With life insurance sales stagnant and interest rates remaining low, life insurance carriers are looking to generate sales by making their products more flexible — which is what consumers also say they want.
Surveys show many American families have low savings rates and could not come up with emergency funds of a few thousand dollars. Giving them access to the cash built up within a universal life policy is designed to address that.
In addition to offering consumers and small-business owners more cash faster than in traditional life insurance policies, Premier Accumulator delivers benefits from noncorrelated asset classes and low surrender charges, the company said.
Lunman told InsuranceNewsNet that changes to the compensation structure mean advisors who sell Premier Accumulator will get paid more in trailing compensation than they would by selling other life insurance products.
He said the combination of premium-based compensation and trail-based compensation, based on the cash value within the policy, “is much more level” than with other policies. The higher the cash values in the policy, the greater the trailing compensation, he also said.

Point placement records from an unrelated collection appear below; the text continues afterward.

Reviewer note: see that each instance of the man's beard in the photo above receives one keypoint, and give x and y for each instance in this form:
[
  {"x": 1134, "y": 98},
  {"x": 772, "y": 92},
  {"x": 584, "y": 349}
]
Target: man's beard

New individual life insurance premium grew only 2 percent last year compared to 2013 and policy count fell 2 percent compared to the previous year, according to LIMRA’s Retail Individual Life Insurance Survey.
Policy count has declined in six out of the last 10 years, the survey also found.
Several large life insurers in the past year have made changes to their life insurance product portfolios.
John Hancock last year said it had “re-engineered” term life products to make them less expensive, and Lincoln Financial Group last fall said it had instituted changes to its Life Elements suite of level-premium term products.
Last August, MetLife said it was cutting rates on its guaranteed level term product to expand the reach into the middle market.